Le premier ministre australien a cherché à minimiser vendredi une retranscription peu flatteuse d'une conversation houleuse avec le président américain Donald Trump au sujet de l'accueil de réfugiés.

Le Washington Post a publié jeudi le verbatim des conversations téléphoniques de M. Trump avec son homologue mexicain, Enrique Pena Nieto, et l'Australien Malcolm Turnbull.
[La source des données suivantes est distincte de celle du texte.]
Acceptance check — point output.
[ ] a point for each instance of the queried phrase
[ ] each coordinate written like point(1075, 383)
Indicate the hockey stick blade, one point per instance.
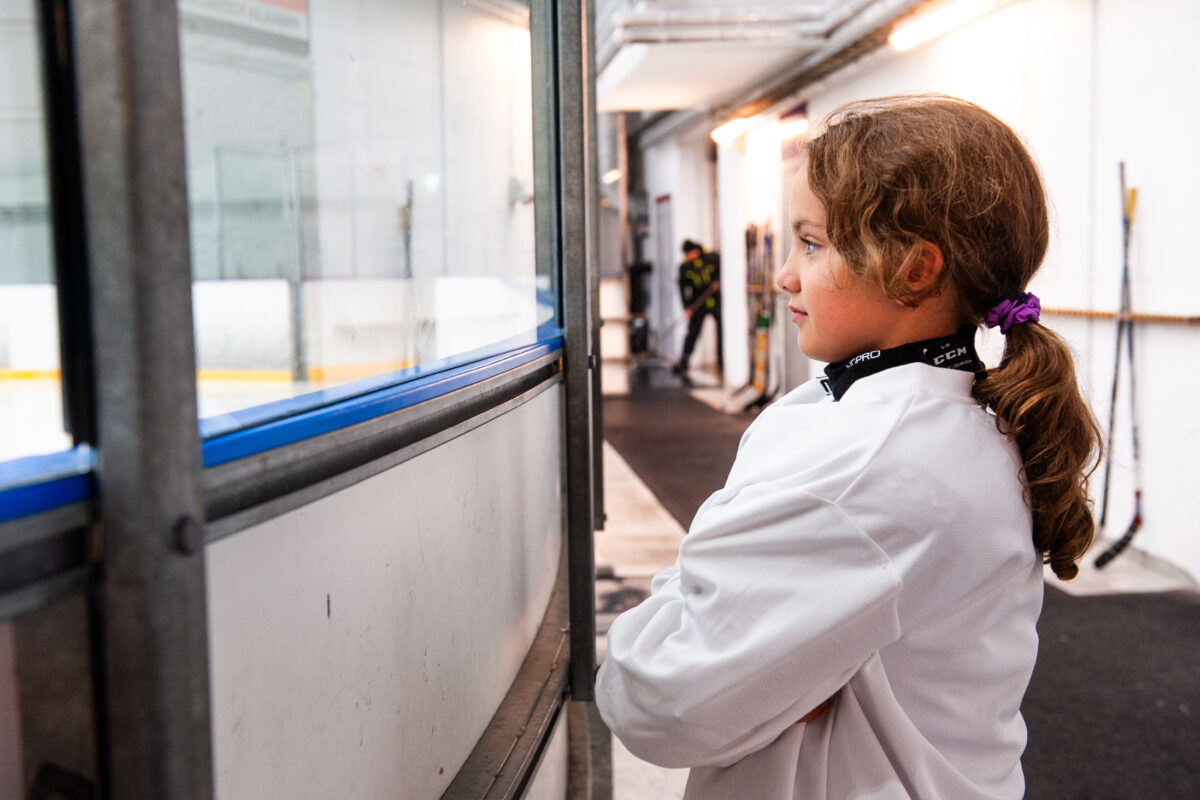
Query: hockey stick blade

Les échanges acrimonieux entre MM. Trump et Turnbull survenus il y a six mois concernaient un accord conclu par Canberra avec l'administration Obama sur l'accueil aux États-Unis de réfugiés relégués par l'Australie dans des camps de rétention du Pacifique.

Le président américain avait exprimé son mécontentement et parlé d'un accord « stupide ».

Mais le verbatim témoigne aussi de contradictions avec les affirmations publiques du gouvernement australien sur cet accord, en particulier qu'il ne s'agissait pas d'accueillir en échange des réfugiés venus des États-Unis.

« On prendra quiconque vous voulez qu'on prenne », dit M. Turnbull à Donald Trump.

« Les seules personnes qu'on ne prend pas c'est celles qui arrivent par bateau. On préfère prendre un type pas très attirant pour vous venir en aide plutôt que prendre un prix Nobel de la paix qui arrive par bateau ».

L'Australie mène une politique très restrictive envers les migrants, dénoncée par les défenseurs des droits de l'homme mais dont elle dit qu'elle permet de sauver des vies.

Sa marine repousse systématiquement les bateaux de clandestins. Ceux qui parviennent à gagner ses côtes malgré tout sont placés dans des camps de rétention hors de l'Australie, comme à Manus, en Papouasie-Nouvelle-Guinée, ou sur Nauru, petite île du Pacifique. Même si leur demande d'asile est jugée légitime, ils ne sont pas autorisés à s'installer en Australie.

M. Turnbull a parlé vendredi d'une conversation « franche et courtoise » et défendu sa teneur en ces termes: « dans ce domaine, notre relation avec les États-Unis est une relation d'assistance mutuelle. Alors on aide les Américains et ils nous aident ».

Le premier ministre a aussi cherché à minimiser ses déclarations à M. Trump selon lesquelles les États-Unis pourraient n'accueillir qu'un petit nombre de personnes alors que l'accord prévoyait l'arrivée de centaines de réfugiés.

« Vous n'êtes pas obligés de prendre quelqu'un dont vous ne voulez pas », avait-il dit au président américain.

Cet accord a « toujours été soumis aux procédures de contrôle américaines », a-t-il déclaré vendredi.

Les défenseurs des droits de l'homme l'ont accusé de ne pas être sincère.

Le premier ministre « se préoccupe simplement de la façade », a déclaré le Centre juridique des droits de l'homme. « Cette conversation démontre » que M. Turnbull « joue avec la vie et la santé mentale des gens ».

Après cet appel, le chef de la Maison-Blanche avait accepté à contre-coeur d'honorer cet accord « stupide » mais l'incertitude demeure sur le nombre de personnes qui seront accueillies par Washington.